Swan Ganz placed for a multitude of reasons, but the main purpose is to monitor blood

flow through the heart and any complications that may arise post-MI. It can also diagnose

a patient with cardiac tamponade, pulmonary hypertension or restrictive cardiomyopathy.

There are many causes to a decrease in cardiac output after surgery, but the main

ones include having a low ejection fraction of the left ventricle because it’s been working
too hard to push blood out, or the patient is in fluid volume excess. Cardiac dysrhythmias

are also a common complication since any trauma, surgical or not, can throw the heart of

track. For example, inserting a Swanz catheter can lead to supraventricular tachycardia if

the catheter is left in the right ventricle, or if a balloon pump that is not calibrated to the

patient’s heart rate inflates on systole, it can cause a back up of blood into the right side

of the heart, causing atrial fibrillation and eventually CHF. Cardiac tamponade is a

medical emergency that must be treated immediately. It is the build up of fluid within the

pericardial space, restricting the ventricles to effectively fill and pump blood to the rest of

the body, eventually leading to pulmonary HTN/edema, shock, then death. A diagnosis of

cardiac tamponade is usually caused by pericardial effusions. A pneumo/hemothorax is

another potential post-op complication resulting from accidental puncture of the lung

during surgery or from mechanical ventilation which can induce barotrauma and oxygen

toxicity if the FiO2 is above 60% for longer than 48 hours.
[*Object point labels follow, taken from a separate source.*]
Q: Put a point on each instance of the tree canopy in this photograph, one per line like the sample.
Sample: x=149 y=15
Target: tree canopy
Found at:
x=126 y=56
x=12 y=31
Overall my experience in the CVIC was very educational. I was with Patricia for

my shift, and she knew a lot regarding balloon pumps and Swanz catheters. Toward the

end of the shift it got a little boring since the patients were all stable and there were no

meds to pass or procedures to do. However, I’d highly recommend going to the CVIC if

you want to brush up on your cardiac education and patient care.